In the championship match, Strawn made just one birdie (on the sixth hole to go 5 up), but also only one bogey. “I got off to a good start,” Strawn said. “I just wanted to make pars. I wanted to hit fairways, I wanted to hit greens … and then of course that birdie at 6 … kind of settled me down a little bit.”

“Yeah, I gave him some simple holes,” said Hanzel, who in 2012 became the first and still only golfer to win a match in the U.S. Amateur, U.S. Mid-Amateur and U.S. Senior Amateur in the same year. “I didn’t hit really horrible shots, not good shots, and didn’t make a 5- or 6-footer that you need to get some momentum, and Rusty is just so steady. Doesn’t hit it very far, hits it very straight, really good around the greens, and on this golf course you’re going to win a lot of holes making pars.”

Strawn wasn’t above playing off some superstitions if he would help him claim the title. In the championship match he wore a polo shirt from the 2019 Senior Amateur at Old Chatham Golf Club and a hat from Sea Island where he registered his “first big win” in the 1993 Georgia Mid-Amateur.

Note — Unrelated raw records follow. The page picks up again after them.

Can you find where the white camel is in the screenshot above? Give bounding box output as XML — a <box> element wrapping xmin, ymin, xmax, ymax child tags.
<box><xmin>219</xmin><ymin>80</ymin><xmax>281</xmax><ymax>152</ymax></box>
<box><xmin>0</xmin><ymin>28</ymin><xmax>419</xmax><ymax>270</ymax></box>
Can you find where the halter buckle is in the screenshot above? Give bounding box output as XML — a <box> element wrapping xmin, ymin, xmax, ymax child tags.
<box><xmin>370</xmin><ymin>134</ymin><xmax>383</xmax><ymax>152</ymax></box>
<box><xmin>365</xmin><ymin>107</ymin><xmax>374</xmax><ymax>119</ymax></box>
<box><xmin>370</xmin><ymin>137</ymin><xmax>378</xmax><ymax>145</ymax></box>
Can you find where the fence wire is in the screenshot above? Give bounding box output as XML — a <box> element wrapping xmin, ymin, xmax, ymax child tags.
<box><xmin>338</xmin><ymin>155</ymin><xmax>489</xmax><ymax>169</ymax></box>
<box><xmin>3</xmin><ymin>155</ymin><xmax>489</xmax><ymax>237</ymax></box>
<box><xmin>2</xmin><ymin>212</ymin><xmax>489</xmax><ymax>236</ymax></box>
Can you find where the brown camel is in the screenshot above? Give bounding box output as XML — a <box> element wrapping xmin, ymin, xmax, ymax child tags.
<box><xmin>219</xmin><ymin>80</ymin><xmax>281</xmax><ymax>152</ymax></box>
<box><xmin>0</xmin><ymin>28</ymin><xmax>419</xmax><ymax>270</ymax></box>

Strawn’s victory capped an impressive 2022 for the owner a life-insurance company back in McDonough, Ga. Earlier this year, Strawn won the Trans-Mississippi Senior Championship and the Florida Senior Azalea Amateur. He also finished runner-up at the North & South Senior.

With the win he earned an exemption into the 2023 U.S. Senior Open at SentryWorld in Stevens Point, Wis. It’s a championship he’s tried to qualify for on a few occasions but never been able to play his way into.